Con un ddl a sua firma composto, come allora, di un solo articolo: «Nei casi di diffamazione commessa con il mezzo della stampa, delle testate giornalistiche online o della radiotelevisione, in cui risulta la mala fede o la colpa grave di chi agisce in sede di giudizio civile per il risarcimento del danno, il giudice, anche d’ufficio, con la sentenza che rigetta la domanda, condanna l’attore, oltre che alle spese di cui al presente articolo e di cui all’articolo 91, al pagamento a favore del convenuto di una somma, determinata in via equitativa, non inferiore ad un quarto di quella oggetto della domanda risarcitoria».
E come allora con la stessa finalità: “Un corretto e bilanciato sistema di protezione della professione di giornalista nei confronti di un uso strumentale dell’azione civile volto a frenare la libertà di espressione con iniziative vistosamente temerarie che agitano lo spettro di copiosi risarcimenti volti a tacitare la voce della libera stampa”. Da Di Nicola a Lopreiato, sei anni dopo, la Legge Ranucci torna all’esame del Parlamento per la meritoria iniziativa dei Cinque Stelle.
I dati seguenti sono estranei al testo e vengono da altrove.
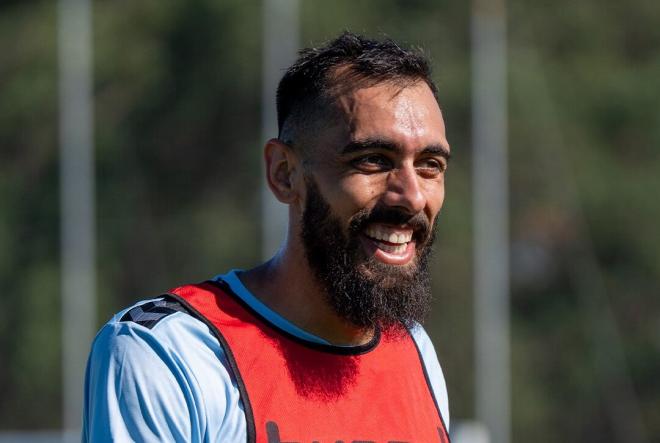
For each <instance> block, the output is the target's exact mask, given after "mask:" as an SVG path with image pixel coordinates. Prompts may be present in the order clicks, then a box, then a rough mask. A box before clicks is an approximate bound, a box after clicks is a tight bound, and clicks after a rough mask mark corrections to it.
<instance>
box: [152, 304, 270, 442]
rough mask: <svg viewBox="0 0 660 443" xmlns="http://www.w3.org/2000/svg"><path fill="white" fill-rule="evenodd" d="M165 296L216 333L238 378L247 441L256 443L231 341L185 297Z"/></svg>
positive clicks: (253, 416)
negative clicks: (229, 344) (243, 415)
mask: <svg viewBox="0 0 660 443" xmlns="http://www.w3.org/2000/svg"><path fill="white" fill-rule="evenodd" d="M163 296H164V297H167V298H170V299H172V300H174V301H175V302H177V303H180V304H181V305H182V306H183V307H184V308H185V309H186V311H187V312H188V314H190V315H192V316H193V317H195V318H196V319H197V320H199V321H201V322H202V323H204V324H205V325H206V326H208V328H209V330H210V331H211V333H212V334H213V335H215V338H216V339H217V340H218V343H220V347H221V348H222V350H223V351H224V353H225V357H227V363H228V364H229V367H230V368H231V370H232V372H233V375H234V378H235V379H236V386H237V387H238V392H239V394H240V398H241V402H242V403H243V409H244V413H245V425H246V426H245V433H246V434H247V443H255V442H256V441H257V432H256V426H255V424H254V413H253V412H252V404H251V403H250V398H249V397H248V393H247V389H246V388H245V383H244V382H243V377H241V373H240V371H239V370H238V364H237V363H236V358H235V357H234V354H233V353H232V351H231V348H230V347H229V343H227V340H226V339H225V337H224V336H223V335H222V333H221V332H220V330H219V329H218V328H217V327H216V326H215V325H214V324H213V323H211V322H210V321H209V320H207V319H206V317H204V316H203V315H202V314H201V313H200V312H199V311H198V310H197V309H195V308H193V307H192V306H191V305H190V303H188V302H187V301H186V300H185V299H184V298H182V297H181V296H179V295H176V294H172V293H170V292H168V293H166V294H163Z"/></svg>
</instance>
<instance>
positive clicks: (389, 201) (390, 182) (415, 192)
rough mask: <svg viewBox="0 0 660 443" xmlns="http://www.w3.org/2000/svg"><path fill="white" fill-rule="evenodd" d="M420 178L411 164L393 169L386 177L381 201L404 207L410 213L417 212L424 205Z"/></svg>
mask: <svg viewBox="0 0 660 443" xmlns="http://www.w3.org/2000/svg"><path fill="white" fill-rule="evenodd" d="M420 180H422V178H421V177H420V176H419V175H418V174H417V172H416V171H415V168H414V167H413V166H412V165H410V166H403V167H401V168H399V169H395V170H393V171H392V172H390V174H389V176H388V179H387V191H386V192H385V195H384V196H383V203H385V204H386V205H387V206H394V207H399V208H402V209H405V210H406V211H407V212H408V213H410V214H411V215H414V214H417V213H419V212H420V211H421V210H422V209H424V206H425V205H426V197H425V196H424V193H423V192H422V189H421V183H420Z"/></svg>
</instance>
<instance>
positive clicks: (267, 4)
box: [261, 0, 299, 259]
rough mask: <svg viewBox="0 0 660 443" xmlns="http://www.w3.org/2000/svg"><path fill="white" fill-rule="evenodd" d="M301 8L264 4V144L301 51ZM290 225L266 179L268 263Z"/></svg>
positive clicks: (263, 192) (262, 92) (261, 196)
mask: <svg viewBox="0 0 660 443" xmlns="http://www.w3.org/2000/svg"><path fill="white" fill-rule="evenodd" d="M298 8H299V4H298V0H264V3H263V11H262V13H263V16H262V20H263V32H264V34H263V57H262V60H263V82H262V87H263V90H262V95H261V96H262V105H261V109H262V121H261V128H262V141H263V142H265V141H266V140H268V139H270V138H273V137H277V112H276V109H275V95H276V90H277V84H278V83H279V81H280V79H281V78H282V74H284V70H285V69H286V68H287V67H288V66H289V65H290V64H292V63H293V61H294V60H295V57H296V51H297V50H298V44H299V38H298V27H299V26H298ZM262 164H263V161H262ZM262 170H263V166H262ZM287 222H288V211H287V206H285V205H283V204H281V203H280V202H278V201H277V200H276V199H275V197H273V194H272V193H271V192H270V189H269V188H268V185H267V183H266V181H265V179H264V182H263V185H262V187H261V226H262V228H261V229H262V247H261V255H262V257H263V258H264V259H268V258H270V257H272V256H273V254H275V252H276V251H277V249H278V248H279V246H280V244H281V243H282V241H283V240H284V237H285V235H286V228H287Z"/></svg>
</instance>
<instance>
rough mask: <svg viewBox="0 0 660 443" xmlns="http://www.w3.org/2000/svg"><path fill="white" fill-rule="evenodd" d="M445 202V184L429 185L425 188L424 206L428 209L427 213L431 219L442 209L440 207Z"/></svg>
mask: <svg viewBox="0 0 660 443" xmlns="http://www.w3.org/2000/svg"><path fill="white" fill-rule="evenodd" d="M444 201H445V184H444V181H442V182H438V183H432V184H429V186H428V187H427V188H426V204H427V207H428V208H429V212H430V213H431V214H430V215H432V216H433V217H435V216H436V215H437V213H438V212H439V211H440V209H441V208H442V205H443V204H444Z"/></svg>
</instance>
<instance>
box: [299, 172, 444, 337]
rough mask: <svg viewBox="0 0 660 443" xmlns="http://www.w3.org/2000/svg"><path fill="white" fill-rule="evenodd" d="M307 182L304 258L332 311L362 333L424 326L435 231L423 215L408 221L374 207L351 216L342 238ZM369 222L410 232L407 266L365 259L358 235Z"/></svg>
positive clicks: (309, 183)
mask: <svg viewBox="0 0 660 443" xmlns="http://www.w3.org/2000/svg"><path fill="white" fill-rule="evenodd" d="M305 182H306V184H307V198H306V204H305V210H304V212H303V215H302V240H303V244H304V247H305V254H306V256H307V261H308V263H309V265H310V267H311V268H312V271H313V272H314V274H315V277H316V279H317V280H318V281H319V282H320V283H321V285H322V286H323V288H324V289H325V293H326V298H327V302H328V303H329V304H330V306H331V307H332V308H333V309H334V311H335V312H336V313H337V314H338V315H339V316H340V317H341V318H343V319H344V320H346V321H347V322H349V323H351V324H352V325H354V326H357V327H360V328H372V327H376V326H379V327H380V328H383V329H386V330H392V329H397V328H399V329H400V328H401V327H404V328H407V329H410V328H412V327H413V326H414V325H415V324H416V323H422V322H423V321H424V320H425V318H426V316H427V315H428V312H429V309H430V305H431V285H430V277H429V272H428V263H429V259H430V256H431V245H432V243H433V240H434V237H435V236H434V232H435V229H434V227H435V226H434V225H433V226H431V225H430V223H429V221H428V218H427V217H426V216H425V215H424V214H423V213H419V214H416V215H414V216H411V215H410V214H407V213H406V212H404V211H401V210H400V209H397V208H387V207H378V206H377V207H375V208H374V209H372V210H367V209H364V210H362V211H360V212H358V213H357V214H355V215H354V216H353V217H351V219H350V220H349V227H348V233H347V234H344V232H343V230H342V227H341V223H340V221H339V219H338V218H337V217H335V216H334V215H333V214H332V211H331V209H330V206H329V205H328V203H327V202H326V200H325V199H324V198H323V196H322V195H321V193H320V191H319V189H318V186H317V185H316V183H315V181H314V180H313V179H312V178H311V177H305ZM370 223H387V224H394V225H398V224H404V223H406V224H408V225H409V226H410V227H412V229H413V239H414V240H415V242H416V257H414V258H413V260H411V263H409V264H406V265H388V264H385V263H382V262H380V261H378V260H376V259H375V258H373V257H367V256H366V254H365V252H364V249H363V247H362V245H361V240H360V238H359V236H360V235H363V234H362V233H363V232H364V228H365V227H366V226H367V225H368V224H370Z"/></svg>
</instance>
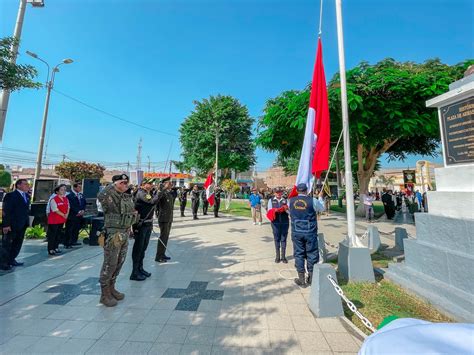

Ma con quali possibilità di vedere la luce? Poche o addirittura nulle. Nel 2019 fu affossata dai partiti che sedevano in maggioranza.
E oggi che i pentastellati sono all’opposizione le chance sono vicine allo zero. Il freno alla mannaia delle azioni legali contro i giornalisti è un po’ come la solidarietà di certa politica al conduttore di Report dopo la bomba che avrebbe potuto ucciderlo. Un argomento buono da sostenere in pubblico per poi affossarlo nelle riunioni di Palazzo lontano dai riflettori. Senza neppure metterci la faccia.